Some insurers are seeing an increase in morbidity as high as 15 percent, and the increase in medical trend, or the underlying cost of care, ranges from 3.5 percent to 7 percent, he said.

He said one concern is that stop-loss insurers are trying to lure small employers into the self-insured market, and that another concern is that, because some small employers renewed coverage early to avoid coming under PPACA rules in January 2014, many small employers are renewing coverage at the same time as individuals.

“This has created operational issues for both carriers and producers,” Redmer said. 

See also: New Maryland Administrator Named 


3. Julie McPeak

McPeak said her state now has 215,000 people in exchange plans, 65,000 people in off-exchange policies, 63,000 people in small-group policies, and 312,000 people in insured large group plans.

The average monthly premium for an exchange plan enrollee is $321, with subsidies reducing the average out-of-pocket cost for the consumer to $110.

About 128,000 residents are in “grandfathered plans,” or plans operated under pre-PPACA rules, and about 230,000 are in “grandmothered plans,” or plans subject to some PPACA rules, but not the major underwriting and plan design rules that took effect Jan. 1, 2014.

Individual exchange plan rate changes ranged from 7.5 percent to 19.1 percent this year, and the increases proposed for 2016 range from 0.4 percent to 36.3 percent, McPeak said.

For 2015, the state’s largest exchange plan issuer had “a medical loss ratio of well over 100 percent,” McPeak said.

Some plans are struggling to try to contain costs by using narrow provider networks, McPeak said.

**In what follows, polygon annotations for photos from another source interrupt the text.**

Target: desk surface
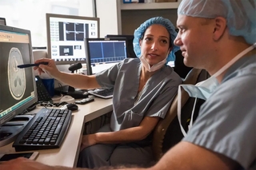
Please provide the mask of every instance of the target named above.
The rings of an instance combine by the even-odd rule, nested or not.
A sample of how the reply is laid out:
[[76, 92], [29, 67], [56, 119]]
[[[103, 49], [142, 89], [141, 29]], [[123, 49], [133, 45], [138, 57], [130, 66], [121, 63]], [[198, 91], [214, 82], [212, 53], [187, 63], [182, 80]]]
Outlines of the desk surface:
[[[95, 97], [95, 101], [79, 105], [78, 107], [78, 111], [72, 113], [71, 125], [61, 148], [38, 150], [39, 155], [36, 161], [49, 165], [75, 167], [85, 123], [112, 111], [112, 99]], [[1, 152], [15, 152], [12, 143], [1, 147], [0, 149]]]

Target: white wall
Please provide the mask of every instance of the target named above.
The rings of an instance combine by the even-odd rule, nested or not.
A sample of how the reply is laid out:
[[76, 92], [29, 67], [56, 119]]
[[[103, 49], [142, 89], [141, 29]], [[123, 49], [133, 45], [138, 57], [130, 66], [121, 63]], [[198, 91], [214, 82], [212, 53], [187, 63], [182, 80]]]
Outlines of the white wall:
[[100, 20], [100, 38], [118, 34], [117, 0], [97, 0], [97, 17]]

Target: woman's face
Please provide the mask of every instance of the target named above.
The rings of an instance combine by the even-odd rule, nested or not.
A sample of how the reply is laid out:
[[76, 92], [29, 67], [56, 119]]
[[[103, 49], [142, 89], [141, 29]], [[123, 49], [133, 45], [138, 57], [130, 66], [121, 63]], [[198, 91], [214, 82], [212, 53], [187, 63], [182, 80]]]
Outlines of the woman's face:
[[163, 61], [170, 53], [170, 34], [163, 26], [154, 24], [148, 27], [139, 42], [142, 55], [150, 65]]

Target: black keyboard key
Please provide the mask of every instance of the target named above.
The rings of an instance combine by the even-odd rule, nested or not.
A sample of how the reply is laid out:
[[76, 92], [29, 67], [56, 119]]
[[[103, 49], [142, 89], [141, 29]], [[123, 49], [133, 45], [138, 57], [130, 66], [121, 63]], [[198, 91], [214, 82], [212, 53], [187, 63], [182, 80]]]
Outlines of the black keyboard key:
[[17, 152], [58, 148], [70, 121], [71, 111], [42, 109], [20, 132], [13, 147]]

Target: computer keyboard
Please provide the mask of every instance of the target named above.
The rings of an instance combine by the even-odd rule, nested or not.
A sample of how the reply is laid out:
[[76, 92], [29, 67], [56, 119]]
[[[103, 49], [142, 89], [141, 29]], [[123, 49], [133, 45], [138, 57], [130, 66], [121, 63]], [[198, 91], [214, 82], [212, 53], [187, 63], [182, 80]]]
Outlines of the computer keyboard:
[[99, 97], [101, 98], [112, 98], [114, 89], [97, 89], [94, 90], [88, 91], [90, 94]]
[[42, 109], [16, 138], [15, 151], [60, 148], [71, 122], [71, 111]]

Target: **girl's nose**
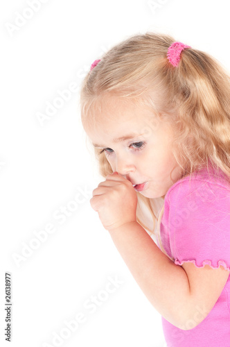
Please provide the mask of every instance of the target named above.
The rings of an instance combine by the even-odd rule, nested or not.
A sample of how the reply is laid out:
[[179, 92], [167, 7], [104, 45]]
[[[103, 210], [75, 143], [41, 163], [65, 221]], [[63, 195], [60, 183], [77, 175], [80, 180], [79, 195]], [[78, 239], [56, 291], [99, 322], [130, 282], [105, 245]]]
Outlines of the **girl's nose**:
[[130, 162], [127, 162], [125, 160], [117, 160], [115, 170], [122, 176], [126, 176], [130, 172], [136, 171], [136, 166]]

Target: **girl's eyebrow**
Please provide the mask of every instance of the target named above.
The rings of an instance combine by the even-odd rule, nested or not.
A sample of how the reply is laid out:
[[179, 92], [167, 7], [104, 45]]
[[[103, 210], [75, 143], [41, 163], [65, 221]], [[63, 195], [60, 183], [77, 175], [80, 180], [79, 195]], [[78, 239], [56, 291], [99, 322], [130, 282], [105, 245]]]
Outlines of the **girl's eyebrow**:
[[[116, 139], [114, 139], [113, 142], [114, 143], [117, 142], [122, 142], [123, 141], [125, 141], [126, 139], [134, 139], [134, 137], [139, 137], [139, 136], [142, 136], [143, 134], [130, 134], [130, 135], [126, 135], [125, 136], [121, 136], [121, 137], [118, 137]], [[93, 146], [94, 147], [105, 147], [105, 146], [103, 146], [102, 144], [93, 144]]]

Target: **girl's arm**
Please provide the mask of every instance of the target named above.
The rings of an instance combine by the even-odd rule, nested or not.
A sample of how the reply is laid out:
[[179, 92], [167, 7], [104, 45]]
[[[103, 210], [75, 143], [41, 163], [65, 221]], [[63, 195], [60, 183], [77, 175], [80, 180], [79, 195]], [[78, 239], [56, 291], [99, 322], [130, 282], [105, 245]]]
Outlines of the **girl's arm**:
[[[193, 263], [176, 265], [137, 221], [109, 230], [136, 282], [154, 308], [182, 330], [198, 325], [209, 313], [229, 272]], [[192, 326], [189, 322], [192, 321]]]

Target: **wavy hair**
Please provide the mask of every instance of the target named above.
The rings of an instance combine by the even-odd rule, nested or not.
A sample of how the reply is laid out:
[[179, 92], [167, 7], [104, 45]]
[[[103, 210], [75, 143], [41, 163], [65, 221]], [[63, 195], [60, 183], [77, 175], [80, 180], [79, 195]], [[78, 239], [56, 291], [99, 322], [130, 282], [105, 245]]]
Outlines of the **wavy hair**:
[[[165, 117], [172, 127], [172, 152], [182, 168], [179, 179], [209, 168], [211, 163], [230, 181], [230, 77], [218, 60], [193, 48], [184, 49], [179, 65], [174, 67], [167, 58], [168, 49], [174, 42], [168, 35], [139, 34], [105, 53], [81, 86], [82, 124], [89, 122], [96, 126], [94, 111], [100, 110], [104, 97], [115, 95], [138, 103]], [[148, 130], [151, 133], [152, 128]], [[94, 149], [100, 174], [105, 178], [112, 173], [112, 167], [104, 153], [99, 155], [99, 150]], [[150, 235], [155, 235], [157, 222], [160, 248], [173, 260], [160, 237], [164, 197], [150, 199], [136, 194], [137, 221]], [[150, 212], [152, 227], [144, 223], [142, 203]]]

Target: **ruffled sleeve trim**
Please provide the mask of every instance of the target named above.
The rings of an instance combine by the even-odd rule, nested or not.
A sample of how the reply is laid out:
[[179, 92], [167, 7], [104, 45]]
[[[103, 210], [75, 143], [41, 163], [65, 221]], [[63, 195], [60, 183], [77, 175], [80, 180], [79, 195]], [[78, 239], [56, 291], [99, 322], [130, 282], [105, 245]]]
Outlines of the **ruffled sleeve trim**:
[[212, 264], [211, 260], [204, 260], [201, 265], [197, 265], [195, 260], [182, 260], [180, 262], [177, 258], [175, 258], [174, 260], [174, 262], [176, 265], [182, 265], [184, 262], [193, 262], [194, 264], [194, 265], [195, 265], [196, 267], [200, 267], [200, 268], [204, 267], [204, 265], [209, 265], [212, 269], [218, 269], [218, 267], [220, 267], [220, 266], [222, 265], [222, 266], [224, 266], [225, 270], [228, 270], [229, 271], [230, 271], [230, 266], [228, 266], [224, 260], [219, 260], [218, 262], [218, 266], [213, 266]]

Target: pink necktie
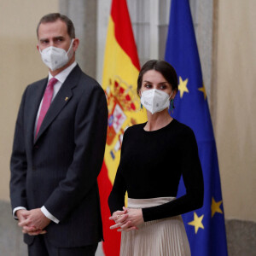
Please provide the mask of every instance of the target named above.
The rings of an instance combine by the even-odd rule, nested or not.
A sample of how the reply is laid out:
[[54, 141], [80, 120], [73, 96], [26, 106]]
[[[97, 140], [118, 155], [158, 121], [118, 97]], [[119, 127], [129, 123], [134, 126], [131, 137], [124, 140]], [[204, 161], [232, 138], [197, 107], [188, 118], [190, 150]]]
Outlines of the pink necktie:
[[55, 78], [52, 78], [49, 81], [47, 87], [45, 89], [44, 97], [43, 97], [43, 103], [42, 103], [41, 110], [40, 110], [40, 114], [39, 114], [39, 118], [38, 118], [38, 125], [37, 125], [35, 138], [38, 136], [38, 133], [39, 131], [42, 122], [43, 122], [44, 116], [48, 111], [48, 108], [50, 105], [51, 99], [53, 96], [53, 92], [54, 92], [53, 87], [57, 82], [58, 82], [58, 80]]

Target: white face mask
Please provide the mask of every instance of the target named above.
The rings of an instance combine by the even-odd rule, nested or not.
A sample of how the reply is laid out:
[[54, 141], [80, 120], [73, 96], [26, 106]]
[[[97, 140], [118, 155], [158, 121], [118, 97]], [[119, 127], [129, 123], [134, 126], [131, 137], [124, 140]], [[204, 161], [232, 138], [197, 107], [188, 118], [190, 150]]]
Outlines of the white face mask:
[[154, 114], [156, 112], [160, 112], [169, 108], [172, 92], [169, 96], [167, 93], [157, 89], [144, 90], [142, 93], [141, 103]]
[[73, 55], [72, 39], [67, 52], [62, 49], [55, 46], [49, 46], [44, 49], [42, 51], [39, 49], [43, 62], [52, 71], [65, 66]]

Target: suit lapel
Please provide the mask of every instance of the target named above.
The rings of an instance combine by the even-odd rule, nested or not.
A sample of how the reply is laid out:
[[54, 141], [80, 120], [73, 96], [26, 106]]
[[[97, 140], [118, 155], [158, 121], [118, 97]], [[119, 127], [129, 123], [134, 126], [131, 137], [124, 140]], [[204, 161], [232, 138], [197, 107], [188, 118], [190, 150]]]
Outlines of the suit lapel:
[[77, 85], [81, 73], [81, 69], [77, 65], [67, 78], [46, 113], [35, 143], [63, 109], [65, 105], [71, 100], [73, 96], [72, 90]]

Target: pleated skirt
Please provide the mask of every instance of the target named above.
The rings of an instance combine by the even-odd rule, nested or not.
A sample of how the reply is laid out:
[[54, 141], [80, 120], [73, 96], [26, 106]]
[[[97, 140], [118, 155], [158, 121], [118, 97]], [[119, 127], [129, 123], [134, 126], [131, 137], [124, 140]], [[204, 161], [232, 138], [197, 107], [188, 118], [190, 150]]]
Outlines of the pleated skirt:
[[[129, 208], [159, 206], [174, 197], [128, 198]], [[190, 248], [181, 216], [143, 223], [137, 230], [122, 231], [120, 256], [190, 256]]]

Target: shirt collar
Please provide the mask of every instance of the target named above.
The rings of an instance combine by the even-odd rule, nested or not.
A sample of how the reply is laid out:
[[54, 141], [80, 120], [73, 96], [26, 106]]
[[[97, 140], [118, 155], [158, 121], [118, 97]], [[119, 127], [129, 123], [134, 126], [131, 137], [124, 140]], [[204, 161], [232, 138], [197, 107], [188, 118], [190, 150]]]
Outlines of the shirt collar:
[[[72, 72], [72, 70], [77, 66], [77, 62], [73, 62], [70, 66], [68, 66], [66, 69], [62, 70], [61, 73], [59, 73], [57, 75], [55, 76], [58, 81], [60, 81], [61, 84], [65, 82], [69, 73]], [[52, 74], [49, 72], [48, 75], [48, 81], [52, 79]]]

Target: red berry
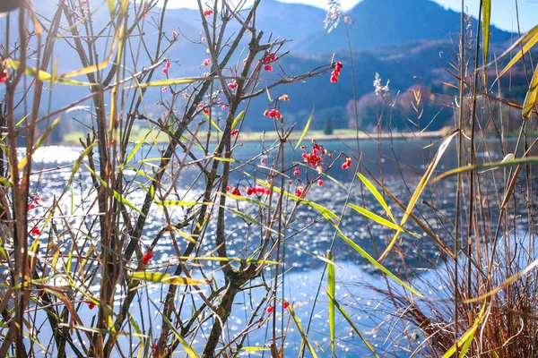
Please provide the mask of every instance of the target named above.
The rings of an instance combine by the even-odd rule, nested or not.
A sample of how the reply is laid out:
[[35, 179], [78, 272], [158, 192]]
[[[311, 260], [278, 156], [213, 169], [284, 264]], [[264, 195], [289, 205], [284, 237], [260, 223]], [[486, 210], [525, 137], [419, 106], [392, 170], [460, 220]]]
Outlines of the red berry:
[[84, 300], [84, 303], [88, 304], [88, 308], [90, 310], [93, 310], [93, 308], [95, 307], [95, 303], [93, 303], [90, 300]]
[[229, 88], [230, 90], [235, 90], [237, 87], [238, 87], [238, 83], [236, 82], [236, 81], [235, 81], [235, 80], [233, 80], [233, 81], [231, 81], [231, 83], [228, 83], [228, 88]]
[[148, 250], [146, 253], [142, 257], [142, 261], [144, 265], [147, 265], [150, 262], [150, 260], [153, 257], [154, 253], [152, 250]]
[[0, 83], [5, 83], [9, 80], [9, 72], [7, 71], [0, 71]]

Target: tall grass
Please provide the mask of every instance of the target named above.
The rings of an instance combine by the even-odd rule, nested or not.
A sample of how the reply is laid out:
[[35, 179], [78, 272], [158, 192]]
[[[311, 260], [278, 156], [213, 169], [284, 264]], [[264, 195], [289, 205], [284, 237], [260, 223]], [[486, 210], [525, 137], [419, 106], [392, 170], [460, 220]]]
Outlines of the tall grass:
[[[338, 355], [337, 344], [344, 340], [336, 334], [339, 322], [359, 337], [364, 352], [381, 356], [370, 339], [375, 334], [359, 324], [350, 300], [337, 293], [347, 256], [336, 243], [381, 275], [383, 286], [371, 288], [388, 298], [383, 303], [388, 318], [372, 331], [386, 331], [398, 354], [535, 355], [533, 165], [538, 159], [531, 156], [536, 141], [526, 126], [533, 120], [538, 74], [529, 80], [519, 106], [492, 94], [492, 86], [518, 60], [526, 60], [523, 53], [535, 43], [538, 30], [501, 56], [516, 51], [507, 71], [494, 79], [493, 64], [487, 63], [490, 3], [481, 2], [482, 52], [480, 38], [466, 36], [462, 15], [454, 73], [458, 120], [437, 146], [424, 145], [424, 168], [412, 181], [402, 175], [407, 191], [402, 194], [386, 185], [383, 164], [378, 175], [369, 172], [358, 125], [356, 148], [346, 152], [311, 140], [315, 111], [306, 128], [291, 136], [295, 125], [285, 112], [293, 98], [278, 89], [318, 75], [328, 81], [339, 68], [338, 58], [299, 75], [272, 76], [265, 66], [278, 66], [288, 53], [284, 40], [256, 27], [260, 2], [247, 7], [198, 1], [204, 64], [187, 77], [174, 75], [180, 58], [168, 58], [185, 38], [180, 31], [163, 30], [166, 0], [161, 10], [156, 0], [95, 1], [91, 7], [60, 0], [51, 18], [23, 1], [23, 8], [9, 15], [2, 47], [9, 81], [0, 111], [6, 132], [0, 166], [0, 260], [5, 270], [0, 356], [279, 357], [294, 337], [300, 355]], [[12, 21], [18, 24], [15, 34]], [[159, 40], [149, 43], [142, 34], [153, 30]], [[58, 43], [71, 52], [58, 56]], [[465, 50], [469, 45], [473, 53]], [[82, 67], [64, 71], [66, 55], [76, 55]], [[353, 69], [352, 56], [348, 64]], [[54, 96], [58, 86], [89, 90], [52, 108], [43, 88]], [[148, 110], [158, 91], [158, 109]], [[249, 111], [251, 100], [260, 96], [268, 98], [266, 120], [274, 124], [276, 138], [262, 138], [259, 154], [242, 159], [244, 124], [264, 116]], [[419, 120], [421, 96], [420, 90], [413, 96]], [[507, 118], [496, 110], [501, 103], [522, 111], [515, 147], [508, 147]], [[484, 139], [488, 125], [477, 121], [481, 110], [487, 124], [495, 123], [502, 162], [478, 160], [478, 152], [492, 154]], [[39, 167], [32, 158], [52, 131], [81, 111], [90, 121], [87, 135], [79, 139], [78, 158], [65, 167]], [[383, 146], [395, 151], [390, 129], [390, 141], [381, 141], [393, 115], [384, 101], [378, 132], [372, 134], [379, 163]], [[42, 123], [48, 129], [39, 132]], [[142, 138], [141, 123], [148, 128]], [[447, 171], [440, 163], [455, 142], [458, 166]], [[335, 179], [341, 170], [353, 172], [351, 183]], [[52, 197], [34, 179], [50, 172], [65, 179]], [[345, 198], [337, 212], [310, 194], [331, 182], [331, 190]], [[447, 191], [456, 192], [455, 209], [441, 209]], [[373, 250], [352, 239], [345, 225], [349, 215], [365, 223]], [[301, 303], [286, 296], [293, 269], [290, 248], [321, 222], [333, 237], [327, 252], [308, 252], [324, 268], [305, 320]], [[239, 225], [246, 227], [239, 244], [234, 239]], [[386, 238], [382, 246], [378, 235]], [[405, 248], [423, 241], [439, 252], [432, 272], [447, 289], [421, 282], [409, 269], [412, 255]], [[158, 252], [162, 245], [173, 253]], [[238, 330], [230, 317], [239, 304], [245, 317]], [[313, 316], [322, 305], [328, 312], [325, 345], [311, 337]], [[91, 310], [96, 313], [88, 314]], [[257, 330], [265, 331], [264, 342], [251, 342]]]

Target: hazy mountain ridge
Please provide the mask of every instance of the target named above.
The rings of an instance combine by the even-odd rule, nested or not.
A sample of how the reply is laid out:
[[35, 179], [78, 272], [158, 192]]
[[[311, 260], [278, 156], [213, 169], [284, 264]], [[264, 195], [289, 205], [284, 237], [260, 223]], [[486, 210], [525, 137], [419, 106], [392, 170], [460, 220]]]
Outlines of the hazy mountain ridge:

“We continue to receive complaints from consumers who signed up for the lowest cost plan in their area who later discovered they selected a limited network plan that does not include their family physicians,” McPeak said.

McPeak also said the state helped a nonprofit health insurance cooperative that was growing too quickly this year freeze enrollment.

“Since enacting the freeze, we have fielded numerous calls from [the co-op's] policyholders and have been in constant communications with [the U.S. Department of Health and Human Services] about the complaint process,” McPeak said. “The process has not been as efficient as we had hoped.”